(This will end up being posted on Wednesday, but I started writing it on Tuesday, honest!)
Lately, I've been reading Thomas Malthus's Principles of Political Economy (full text available at the link).
It's a fantastic book on basic economics, written before math was introduced to the subject. In fact, there's a brief section where the author wonders whether formal math should be introduced into 'political economy' at all, since the clarity it brings is at the expense of complexity.
What makes the antique text blogworthy at this particular point in time is what it has to say about price levels.
There are more than a few intelligent people of the opinion that much of the current (and past) financial turmoil was caused by leaving the gold standard.
Before the mid-twentieth century, most currency in the world was backed by silver, gold or a combination of the two. Effectively, this meant that there was a global currency. France may have its francs, and China its taels, but if both were convertible into silver at a fixed rate, then they were just placeholders for the true currency, precious metals.
This is what the 'gold standard' meant: that you could exchange paper money for a known amount of gold at any bank. There was never more money than there was gold. Because gold is a rare metal, many countries found it useful to use silver, as well. The rate of conversion between silver and gold was well-known.
This system collapsed during the Great Depression, in an interesting way that is too complex to summarize in this brief post.
These days, most currencies aren't backed by anything except the government that issues them. In daily practice, this works out pretty well, with some spectacular exceptions.

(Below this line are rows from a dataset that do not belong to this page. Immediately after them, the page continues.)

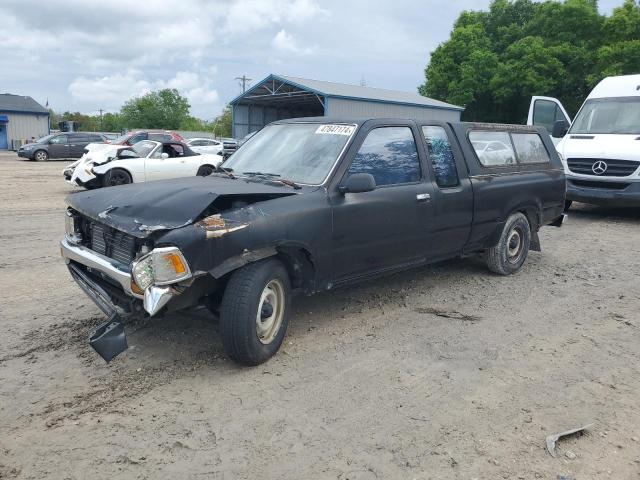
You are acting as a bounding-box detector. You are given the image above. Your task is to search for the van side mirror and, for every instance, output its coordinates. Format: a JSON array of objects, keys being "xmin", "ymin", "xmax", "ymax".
[
  {"xmin": 339, "ymin": 173, "xmax": 376, "ymax": 194},
  {"xmin": 161, "ymin": 153, "xmax": 169, "ymax": 159},
  {"xmin": 552, "ymin": 120, "xmax": 569, "ymax": 138}
]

It used to be that money worked like the market for precious metals, because money WAS precious metals.
Now, money works more like the market for baseball cards, or artistic prints. If a government prints a lot of money, the currency becomes less valuable, just like if a baseball card company printed large numbers of a particular card. This is what's going on in Zimbabwe right now. If a government keeps its printing under control, then the value of the currency can be kept as high as it likes. Witness the British pound.
The argument for returning to a gold standard is that the current system is inherently unstable. Trusting governments to print the 'right' amount of currency has not worked, and instead has led to wild swings in prices, and in currency crises such as that in south-east Asia in 1997.
As far as the argument goes, there's certainly a lot of truth to it. If nothing else, a gold standard would make situations like Zimbabwe's current difficulties impossible... as long as countries stuck to the standard. The reason it collapsed in the first place was that, faced with financial crisis, several governments decided to abandon the standard.
(This is similar policy response to that seen in 1997. Several countries in the crisis zone had tied the value of their currency to the value of the US dollar, and abandoned that standard when under speculative attack.)
Suppose that the world did revert to a gold standard, and stuck to it.
Actually, that's a very complicated theoretical exercise. Instead, let's make things easier. Let's go back to a point in history where the world WAS on a gold (and silver) standard. The economic literature of the time should give a good idea of whether this brought price and financial stability.
This is where Malthus fits in. He was a keen observer of current events, a careful thinker and a compelling writer. The sections of his work that treat with price levels and financial crises of the time are eye-openers: in practice, the gold standard led to surprisingly volatile price levels, as well as the occasional currency crisis.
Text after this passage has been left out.